Reputation: 661
I am trying to find a curve fitting my data that visually seem to have a power law distribution.
I hoped to utilize scipy.optimize.curve_fit, but no matter what function or data normalization I try, I am getting either a RuntimeError (parameters not found or overflow) or a curve that does not fit my data even remotely.
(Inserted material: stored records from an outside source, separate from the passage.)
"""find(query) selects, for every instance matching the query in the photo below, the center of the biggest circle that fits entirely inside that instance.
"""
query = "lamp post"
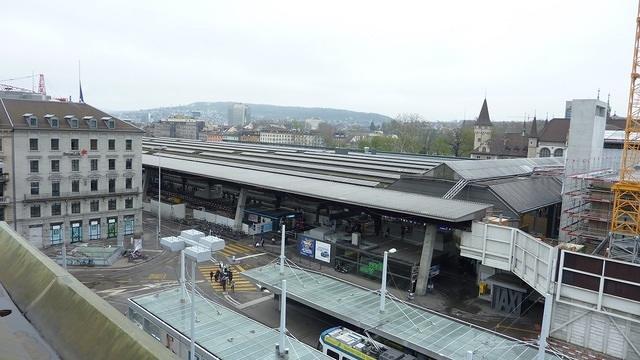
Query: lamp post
(159, 190)
(383, 288)
(197, 251)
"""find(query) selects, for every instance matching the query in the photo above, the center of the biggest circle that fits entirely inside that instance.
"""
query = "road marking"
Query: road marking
(250, 256)
(254, 302)
(157, 276)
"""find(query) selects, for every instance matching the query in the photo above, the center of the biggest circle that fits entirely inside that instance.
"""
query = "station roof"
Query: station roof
(425, 331)
(375, 170)
(382, 199)
(474, 170)
(221, 331)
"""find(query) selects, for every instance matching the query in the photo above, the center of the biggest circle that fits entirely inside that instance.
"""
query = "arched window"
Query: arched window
(544, 152)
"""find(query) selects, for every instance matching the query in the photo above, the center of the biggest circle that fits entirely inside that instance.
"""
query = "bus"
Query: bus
(341, 343)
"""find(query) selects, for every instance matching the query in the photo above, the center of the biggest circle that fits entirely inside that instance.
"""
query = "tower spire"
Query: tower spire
(483, 118)
(81, 97)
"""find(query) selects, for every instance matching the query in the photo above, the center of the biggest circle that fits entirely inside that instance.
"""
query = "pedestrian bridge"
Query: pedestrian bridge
(595, 301)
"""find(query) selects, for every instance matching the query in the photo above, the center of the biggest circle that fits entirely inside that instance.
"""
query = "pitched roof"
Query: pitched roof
(13, 111)
(556, 130)
(483, 118)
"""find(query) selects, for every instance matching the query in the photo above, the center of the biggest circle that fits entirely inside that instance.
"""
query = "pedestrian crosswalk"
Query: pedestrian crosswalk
(240, 283)
(236, 250)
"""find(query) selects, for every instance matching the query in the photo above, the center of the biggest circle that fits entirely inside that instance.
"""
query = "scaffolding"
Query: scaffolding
(590, 205)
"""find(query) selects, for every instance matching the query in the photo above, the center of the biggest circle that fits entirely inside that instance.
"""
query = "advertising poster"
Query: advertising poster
(323, 251)
(306, 246)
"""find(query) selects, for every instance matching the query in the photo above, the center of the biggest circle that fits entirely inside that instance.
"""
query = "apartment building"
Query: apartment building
(70, 172)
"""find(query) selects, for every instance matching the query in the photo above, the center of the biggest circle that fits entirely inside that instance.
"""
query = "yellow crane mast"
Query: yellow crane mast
(625, 219)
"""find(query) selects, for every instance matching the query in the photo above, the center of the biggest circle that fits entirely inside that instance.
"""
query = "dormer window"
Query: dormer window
(72, 120)
(54, 122)
(110, 122)
(31, 119)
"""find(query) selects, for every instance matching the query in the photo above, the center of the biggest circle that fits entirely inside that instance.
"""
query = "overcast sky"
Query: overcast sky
(436, 58)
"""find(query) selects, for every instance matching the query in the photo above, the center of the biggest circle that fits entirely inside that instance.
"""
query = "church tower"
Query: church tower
(482, 131)
(532, 150)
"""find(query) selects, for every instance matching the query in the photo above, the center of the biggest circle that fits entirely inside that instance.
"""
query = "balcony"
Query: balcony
(80, 195)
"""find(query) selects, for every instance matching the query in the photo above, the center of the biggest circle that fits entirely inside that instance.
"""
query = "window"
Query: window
(35, 188)
(75, 185)
(34, 166)
(56, 209)
(35, 211)
(33, 144)
(544, 152)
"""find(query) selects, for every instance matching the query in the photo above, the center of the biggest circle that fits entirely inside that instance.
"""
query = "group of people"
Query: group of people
(223, 277)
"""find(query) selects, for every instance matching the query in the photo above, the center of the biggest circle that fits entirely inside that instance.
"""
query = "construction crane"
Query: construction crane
(625, 219)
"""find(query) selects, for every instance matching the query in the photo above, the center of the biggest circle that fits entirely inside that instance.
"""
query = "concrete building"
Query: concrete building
(239, 114)
(291, 138)
(70, 172)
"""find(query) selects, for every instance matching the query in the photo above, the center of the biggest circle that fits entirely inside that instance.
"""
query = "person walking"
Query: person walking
(223, 282)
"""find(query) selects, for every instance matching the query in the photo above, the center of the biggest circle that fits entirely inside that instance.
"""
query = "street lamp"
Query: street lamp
(383, 288)
(193, 245)
(162, 148)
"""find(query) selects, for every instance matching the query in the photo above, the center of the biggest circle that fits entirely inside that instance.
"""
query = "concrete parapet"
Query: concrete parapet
(71, 318)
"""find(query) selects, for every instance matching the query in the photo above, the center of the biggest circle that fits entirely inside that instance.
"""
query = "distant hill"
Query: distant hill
(219, 110)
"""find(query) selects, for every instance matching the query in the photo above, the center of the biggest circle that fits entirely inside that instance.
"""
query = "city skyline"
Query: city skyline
(438, 61)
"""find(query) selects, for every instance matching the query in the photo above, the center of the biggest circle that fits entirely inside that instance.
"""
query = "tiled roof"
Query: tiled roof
(13, 111)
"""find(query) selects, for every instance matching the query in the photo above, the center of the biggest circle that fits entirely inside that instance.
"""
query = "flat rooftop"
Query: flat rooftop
(389, 200)
(424, 331)
(222, 332)
(376, 170)
(18, 338)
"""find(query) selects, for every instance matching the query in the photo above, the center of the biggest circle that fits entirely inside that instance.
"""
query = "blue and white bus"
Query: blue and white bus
(341, 343)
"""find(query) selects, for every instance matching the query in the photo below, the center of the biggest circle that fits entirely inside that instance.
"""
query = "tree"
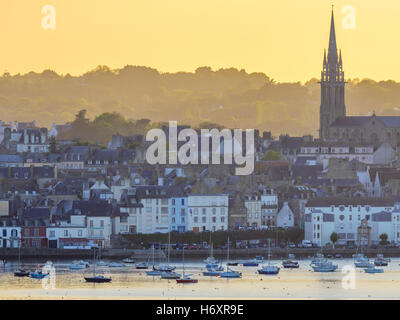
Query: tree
(383, 238)
(53, 145)
(334, 238)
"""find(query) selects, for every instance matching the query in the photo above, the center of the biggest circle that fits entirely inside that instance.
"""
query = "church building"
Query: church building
(335, 126)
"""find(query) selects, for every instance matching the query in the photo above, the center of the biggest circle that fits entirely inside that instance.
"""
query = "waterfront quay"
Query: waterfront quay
(144, 254)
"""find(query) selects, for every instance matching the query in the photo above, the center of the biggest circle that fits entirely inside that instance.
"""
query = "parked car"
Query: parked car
(193, 246)
(307, 244)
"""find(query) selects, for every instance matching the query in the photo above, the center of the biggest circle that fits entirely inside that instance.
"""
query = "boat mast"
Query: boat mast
(169, 239)
(228, 252)
(152, 247)
(183, 261)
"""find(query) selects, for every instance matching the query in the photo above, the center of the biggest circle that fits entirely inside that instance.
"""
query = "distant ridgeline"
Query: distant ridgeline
(229, 97)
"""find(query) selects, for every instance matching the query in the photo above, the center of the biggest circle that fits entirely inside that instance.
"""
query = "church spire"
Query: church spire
(332, 87)
(332, 50)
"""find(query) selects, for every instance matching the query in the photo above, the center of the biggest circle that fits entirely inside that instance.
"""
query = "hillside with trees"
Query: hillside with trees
(229, 97)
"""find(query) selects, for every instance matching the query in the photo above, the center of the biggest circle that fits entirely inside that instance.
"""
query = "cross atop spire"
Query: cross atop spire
(332, 50)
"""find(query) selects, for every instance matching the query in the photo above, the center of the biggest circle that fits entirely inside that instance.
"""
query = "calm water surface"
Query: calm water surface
(129, 283)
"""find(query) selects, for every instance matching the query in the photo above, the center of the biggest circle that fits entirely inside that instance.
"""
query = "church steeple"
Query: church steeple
(332, 50)
(332, 86)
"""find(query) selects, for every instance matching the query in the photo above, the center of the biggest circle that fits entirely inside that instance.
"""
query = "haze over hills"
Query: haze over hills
(229, 97)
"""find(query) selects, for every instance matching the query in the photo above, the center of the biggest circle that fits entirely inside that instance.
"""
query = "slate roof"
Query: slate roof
(10, 158)
(37, 213)
(357, 121)
(94, 208)
(336, 201)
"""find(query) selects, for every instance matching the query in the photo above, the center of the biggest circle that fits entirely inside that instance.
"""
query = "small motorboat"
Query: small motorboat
(210, 260)
(187, 279)
(324, 267)
(97, 279)
(211, 265)
(362, 262)
(231, 274)
(170, 275)
(153, 273)
(164, 268)
(380, 262)
(76, 265)
(21, 273)
(250, 263)
(48, 264)
(38, 275)
(269, 269)
(372, 269)
(290, 264)
(259, 259)
(212, 273)
(141, 265)
(116, 265)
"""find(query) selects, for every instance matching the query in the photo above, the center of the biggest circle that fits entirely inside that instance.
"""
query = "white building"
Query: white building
(99, 230)
(345, 215)
(254, 214)
(208, 212)
(285, 217)
(10, 234)
(364, 154)
(154, 216)
(269, 207)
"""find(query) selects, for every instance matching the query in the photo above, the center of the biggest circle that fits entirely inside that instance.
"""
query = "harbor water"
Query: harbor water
(130, 283)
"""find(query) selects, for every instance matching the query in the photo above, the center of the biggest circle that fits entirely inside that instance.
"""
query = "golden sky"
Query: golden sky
(284, 39)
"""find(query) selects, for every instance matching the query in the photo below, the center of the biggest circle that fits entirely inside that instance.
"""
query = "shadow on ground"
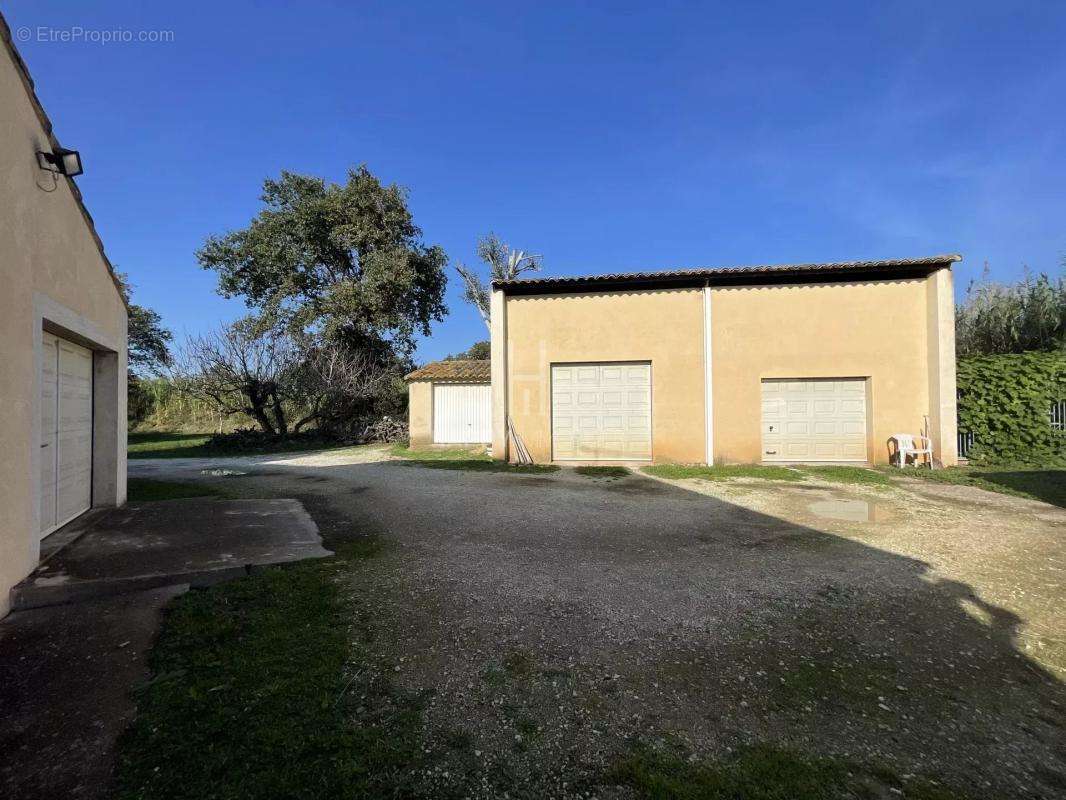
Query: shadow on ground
(649, 613)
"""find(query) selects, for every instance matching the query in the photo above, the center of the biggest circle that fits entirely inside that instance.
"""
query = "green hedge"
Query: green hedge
(1005, 400)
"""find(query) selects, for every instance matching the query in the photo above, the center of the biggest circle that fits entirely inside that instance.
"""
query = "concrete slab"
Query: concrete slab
(65, 674)
(196, 541)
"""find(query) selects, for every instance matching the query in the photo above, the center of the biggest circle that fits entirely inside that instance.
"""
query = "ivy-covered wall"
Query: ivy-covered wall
(1004, 400)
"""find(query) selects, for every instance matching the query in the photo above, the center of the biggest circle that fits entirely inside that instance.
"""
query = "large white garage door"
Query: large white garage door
(66, 432)
(601, 412)
(462, 413)
(813, 420)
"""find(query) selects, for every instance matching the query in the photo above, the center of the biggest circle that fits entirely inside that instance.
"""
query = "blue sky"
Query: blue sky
(606, 136)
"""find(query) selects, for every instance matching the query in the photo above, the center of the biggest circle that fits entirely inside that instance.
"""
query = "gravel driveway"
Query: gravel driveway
(553, 620)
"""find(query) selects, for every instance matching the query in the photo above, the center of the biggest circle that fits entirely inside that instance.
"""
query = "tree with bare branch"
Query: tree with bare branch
(503, 262)
(242, 368)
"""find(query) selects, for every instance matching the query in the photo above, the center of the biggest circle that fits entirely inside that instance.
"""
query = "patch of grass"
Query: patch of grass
(165, 445)
(839, 474)
(445, 453)
(608, 473)
(147, 489)
(678, 472)
(466, 460)
(1036, 483)
(175, 445)
(259, 692)
(760, 772)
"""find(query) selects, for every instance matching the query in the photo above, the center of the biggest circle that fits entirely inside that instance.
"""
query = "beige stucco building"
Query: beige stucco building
(62, 341)
(450, 403)
(797, 363)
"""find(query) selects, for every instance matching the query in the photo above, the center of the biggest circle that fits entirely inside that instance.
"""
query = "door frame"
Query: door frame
(868, 400)
(433, 409)
(108, 482)
(651, 408)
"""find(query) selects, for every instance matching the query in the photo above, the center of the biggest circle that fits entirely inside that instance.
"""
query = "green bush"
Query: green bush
(1005, 402)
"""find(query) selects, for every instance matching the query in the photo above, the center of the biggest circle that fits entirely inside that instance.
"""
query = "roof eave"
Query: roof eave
(46, 123)
(733, 276)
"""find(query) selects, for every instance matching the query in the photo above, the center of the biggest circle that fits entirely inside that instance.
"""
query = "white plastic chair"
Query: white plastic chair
(907, 444)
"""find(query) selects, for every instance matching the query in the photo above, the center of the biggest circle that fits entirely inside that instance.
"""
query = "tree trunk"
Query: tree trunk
(279, 420)
(257, 400)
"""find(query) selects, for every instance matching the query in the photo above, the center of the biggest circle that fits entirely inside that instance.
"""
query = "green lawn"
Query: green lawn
(677, 472)
(838, 474)
(763, 772)
(603, 473)
(174, 445)
(464, 459)
(273, 686)
(258, 692)
(148, 489)
(1037, 483)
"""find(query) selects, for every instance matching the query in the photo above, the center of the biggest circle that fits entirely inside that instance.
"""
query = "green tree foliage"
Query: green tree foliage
(343, 260)
(480, 351)
(1016, 318)
(147, 353)
(503, 264)
(148, 346)
(1005, 401)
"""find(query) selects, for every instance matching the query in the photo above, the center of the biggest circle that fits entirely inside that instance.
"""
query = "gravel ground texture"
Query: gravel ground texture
(554, 621)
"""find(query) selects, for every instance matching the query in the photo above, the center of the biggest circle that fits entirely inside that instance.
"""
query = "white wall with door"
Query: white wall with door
(462, 413)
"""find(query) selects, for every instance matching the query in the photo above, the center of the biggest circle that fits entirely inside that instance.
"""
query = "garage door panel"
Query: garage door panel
(66, 432)
(813, 420)
(610, 419)
(463, 413)
(49, 442)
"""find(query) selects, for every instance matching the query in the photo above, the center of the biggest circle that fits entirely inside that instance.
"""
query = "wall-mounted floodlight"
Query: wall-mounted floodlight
(62, 161)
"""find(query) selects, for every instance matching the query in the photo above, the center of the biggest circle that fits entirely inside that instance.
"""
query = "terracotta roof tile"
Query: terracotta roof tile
(468, 371)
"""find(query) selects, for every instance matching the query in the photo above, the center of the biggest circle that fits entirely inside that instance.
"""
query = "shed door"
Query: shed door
(821, 419)
(601, 412)
(462, 413)
(66, 432)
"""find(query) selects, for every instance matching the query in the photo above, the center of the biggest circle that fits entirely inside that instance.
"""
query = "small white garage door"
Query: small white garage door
(66, 432)
(821, 419)
(601, 412)
(462, 413)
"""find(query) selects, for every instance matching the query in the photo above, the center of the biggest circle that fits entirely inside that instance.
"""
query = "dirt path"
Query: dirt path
(550, 622)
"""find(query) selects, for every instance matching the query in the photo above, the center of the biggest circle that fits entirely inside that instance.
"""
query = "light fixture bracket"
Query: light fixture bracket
(61, 161)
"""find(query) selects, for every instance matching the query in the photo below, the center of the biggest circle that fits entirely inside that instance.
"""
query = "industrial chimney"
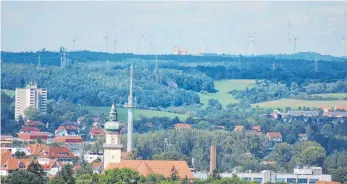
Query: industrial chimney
(212, 158)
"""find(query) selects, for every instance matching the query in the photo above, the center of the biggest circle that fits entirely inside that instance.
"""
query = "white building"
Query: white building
(90, 157)
(301, 176)
(30, 96)
(112, 145)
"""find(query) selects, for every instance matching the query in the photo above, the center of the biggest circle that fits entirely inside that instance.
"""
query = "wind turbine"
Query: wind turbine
(343, 46)
(316, 64)
(177, 39)
(73, 44)
(251, 42)
(289, 40)
(143, 43)
(288, 43)
(295, 38)
(114, 44)
(106, 39)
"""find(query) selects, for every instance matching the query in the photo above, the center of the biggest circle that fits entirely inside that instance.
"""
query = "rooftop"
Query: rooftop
(147, 167)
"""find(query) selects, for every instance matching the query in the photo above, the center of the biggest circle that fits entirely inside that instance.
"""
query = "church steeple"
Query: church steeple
(113, 113)
(112, 125)
(112, 145)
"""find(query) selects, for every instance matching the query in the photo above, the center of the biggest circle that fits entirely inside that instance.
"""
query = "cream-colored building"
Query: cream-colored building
(30, 96)
(112, 145)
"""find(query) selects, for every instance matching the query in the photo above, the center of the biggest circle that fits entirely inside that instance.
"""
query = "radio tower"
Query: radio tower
(156, 70)
(316, 64)
(130, 107)
(39, 61)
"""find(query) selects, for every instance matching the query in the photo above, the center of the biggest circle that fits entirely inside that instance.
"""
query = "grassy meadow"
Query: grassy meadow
(223, 86)
(339, 96)
(294, 103)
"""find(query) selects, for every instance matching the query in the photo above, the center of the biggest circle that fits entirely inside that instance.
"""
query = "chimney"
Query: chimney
(212, 158)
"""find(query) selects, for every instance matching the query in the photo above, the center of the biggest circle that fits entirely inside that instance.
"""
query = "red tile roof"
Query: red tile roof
(36, 149)
(182, 125)
(57, 152)
(51, 164)
(327, 182)
(30, 129)
(256, 128)
(96, 164)
(274, 134)
(68, 139)
(147, 167)
(302, 135)
(239, 128)
(32, 136)
(14, 163)
(67, 128)
(6, 154)
(33, 123)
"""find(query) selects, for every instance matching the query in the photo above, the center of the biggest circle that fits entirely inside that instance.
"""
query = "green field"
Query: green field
(339, 96)
(11, 93)
(294, 103)
(123, 113)
(223, 87)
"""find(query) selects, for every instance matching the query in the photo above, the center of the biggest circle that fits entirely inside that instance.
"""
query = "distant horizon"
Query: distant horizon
(209, 27)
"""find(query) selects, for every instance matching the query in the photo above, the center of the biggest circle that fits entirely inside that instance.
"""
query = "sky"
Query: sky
(212, 27)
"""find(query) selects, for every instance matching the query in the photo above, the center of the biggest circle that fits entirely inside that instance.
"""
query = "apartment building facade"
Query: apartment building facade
(30, 96)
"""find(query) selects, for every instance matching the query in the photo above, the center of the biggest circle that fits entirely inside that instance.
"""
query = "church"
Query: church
(113, 149)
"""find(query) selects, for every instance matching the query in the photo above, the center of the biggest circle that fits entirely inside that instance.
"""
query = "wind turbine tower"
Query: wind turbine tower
(143, 43)
(295, 38)
(73, 44)
(114, 44)
(106, 39)
(343, 46)
(39, 60)
(316, 64)
(156, 70)
(130, 107)
(251, 43)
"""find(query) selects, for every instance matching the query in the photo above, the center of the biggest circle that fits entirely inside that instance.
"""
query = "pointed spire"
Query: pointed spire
(113, 112)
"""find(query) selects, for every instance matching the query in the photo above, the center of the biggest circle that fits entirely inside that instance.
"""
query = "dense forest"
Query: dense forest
(174, 82)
Please help me to figure out what I am doing wrong here.
%matplotlib inline
import numpy as np
import pandas as pd
import matplotlib.pyplot as plt
from scipy.optimize import curve_fit
df = pd.DataFrame({
'x': [ 1000, 3250, 5500, 10000, 32500, 55000, 77500, 100000, 200000 ],
'y': [ 1100, 500, 288, 200, 113, 67, 52, 44, 5 ]
})
df.plot(x='x', y='y', kind='line', style='--ro', figsize=(10, 5))
def func_powerlaw(x, m, c, c0):
return c0 + x**m * c
target_func = func_powerlaw
X = df['x']
y = df['y']
popt, pcov = curve_fit(target_func, X, y)
plt.figure(figsize=(10, 5))
plt.plot(X, target_func(X, *popt), '--')
plt.plot(X, y, 'ro')
plt.legend()
plt.show()
Output
---------------------------------------------------------------------------
RuntimeError Traceback (most recent call last)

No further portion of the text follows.